Step 3

Step 3

Restore your credit

Restoring your credit requires acquiring new credit.

Only new credit acquired after your “release from bankruptcy” will improve your credit score and show creditors that you are able to borrow responsibly.

Make sure your payments are made on time! Keep in mind, do not use more than 75% (50% is better) of your credit available. For example, if your limit is $1000, then do not charge more than $750 and pay it off gradually. Never ever miss a payment.

Using a secured credit card is a quick way to restore your credit rating. Study your options and choose the one that best suits you.

Not all secured credit cards have their payments reported to credit agencies.
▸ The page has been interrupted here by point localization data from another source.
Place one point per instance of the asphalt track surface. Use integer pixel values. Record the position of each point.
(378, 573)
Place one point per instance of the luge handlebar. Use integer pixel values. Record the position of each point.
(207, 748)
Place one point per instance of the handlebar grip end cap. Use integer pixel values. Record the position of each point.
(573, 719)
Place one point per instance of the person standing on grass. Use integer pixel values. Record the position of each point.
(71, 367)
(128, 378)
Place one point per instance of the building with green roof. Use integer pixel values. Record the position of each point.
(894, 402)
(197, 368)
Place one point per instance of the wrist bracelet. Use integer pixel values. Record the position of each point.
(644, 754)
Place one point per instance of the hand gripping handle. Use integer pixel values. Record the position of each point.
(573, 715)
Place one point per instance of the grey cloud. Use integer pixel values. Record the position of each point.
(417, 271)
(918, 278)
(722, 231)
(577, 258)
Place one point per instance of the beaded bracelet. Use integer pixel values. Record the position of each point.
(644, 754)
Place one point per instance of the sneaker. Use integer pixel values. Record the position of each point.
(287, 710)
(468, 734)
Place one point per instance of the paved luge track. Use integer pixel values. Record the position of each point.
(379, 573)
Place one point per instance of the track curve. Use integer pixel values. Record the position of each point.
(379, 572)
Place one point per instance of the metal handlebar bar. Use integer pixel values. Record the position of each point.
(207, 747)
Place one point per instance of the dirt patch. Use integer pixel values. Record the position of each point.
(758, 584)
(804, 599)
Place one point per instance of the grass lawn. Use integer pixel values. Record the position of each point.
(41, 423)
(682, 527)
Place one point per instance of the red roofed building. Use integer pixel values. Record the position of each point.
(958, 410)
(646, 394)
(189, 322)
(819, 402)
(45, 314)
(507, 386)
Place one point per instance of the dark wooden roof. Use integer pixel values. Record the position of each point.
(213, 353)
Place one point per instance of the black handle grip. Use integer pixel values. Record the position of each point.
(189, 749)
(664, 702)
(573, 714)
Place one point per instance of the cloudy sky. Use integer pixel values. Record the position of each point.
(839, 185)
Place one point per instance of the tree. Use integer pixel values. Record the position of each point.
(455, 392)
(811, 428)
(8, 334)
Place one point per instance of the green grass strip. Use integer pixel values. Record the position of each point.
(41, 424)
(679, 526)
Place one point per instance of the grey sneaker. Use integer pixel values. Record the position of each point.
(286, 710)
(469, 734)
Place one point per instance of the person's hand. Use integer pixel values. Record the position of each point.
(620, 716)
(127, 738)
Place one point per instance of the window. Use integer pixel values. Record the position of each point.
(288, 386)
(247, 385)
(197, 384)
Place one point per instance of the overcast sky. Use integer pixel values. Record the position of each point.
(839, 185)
If your payments are not reported, your credit score does not increase and therefore your credit itself is not restored. Make sure this condition is included before applying for your credit card.

Factors that may cause the lender to be more lenient in approving a loan are:

      • – A larger downpayment
  • – A lower debt – revenue ratio
  • – A consistent savings account
  • – Reasonable explanations for negative items on credit history

You should increase your credit limit. If you start at the $500 minimum limit, your objective is to increase this limit to demonstrate that you are able to manage a higher credit limit.

A limit of $1500 or $2000 is better than $500 because it demonstrates more reponsibility on your part. You will find that after 12 to 18 months of responsible credit card management, you will probably qualify for an unsecured credit card (no deposit).

What is the best type of credit to start with after a bankruptcy?

Any form of of credit is good credit as long as its transaction history and payments are reported to the credit agencies. A secured credit card is one of the most effective and least expensive methods for restoring your credit. Car loans and RRSPs are also good methods for restoring your credit.